Partial Network QuantizationΒΆ

This example shows how the NVIDIA TensorFlow 2.x Quantization Toolkit can be used to quantize only a few layers in a TensorFlow 2.x model.

Goal

  1. Take a resnet-like model and train on cifar10 dataset.

  2. Quantize only layers named 'conv2d_2' and 'dense' in the model.

  3. Fine-tune to recover model accuracy.

  4. Save both original and quantized model while performing ONNX conversion.

Background

Few/specific layers to quantize are passed to quantize_model function as an object of QuantizationSpec class. quantization mode is set to partial in quantize_model function.

Adding layers with single input to QuantizationSpec is rather simple. However, for multi-input layers, flexibility to quantize specific inputs is also provided.

For example, user wants to quantize layers with name conv2d_2 and add.

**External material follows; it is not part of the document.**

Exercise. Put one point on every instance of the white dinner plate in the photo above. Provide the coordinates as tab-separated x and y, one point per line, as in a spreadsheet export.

Default behavior of Add layer class is NOT to quantize any input. None of inputs to the Add class layer is quantized when following code snippet is used.

q_spec = QuantizationSpec()
layer_name = ['conv2d_2']
q_spec.add(name=layer_name, quantization_index=layer_quantization_index)

q_model = quantize_model(model, quantization_spec=q_spec)

However, when layer of Add class is passed via QuantizationSpec object, all inputs are quantized.

q_spec = QuantizationSpec()
layer_name = ['conv2d_2', 'add']
q_spec.add(name=layer_name, quantization_index=layer_quantization_index)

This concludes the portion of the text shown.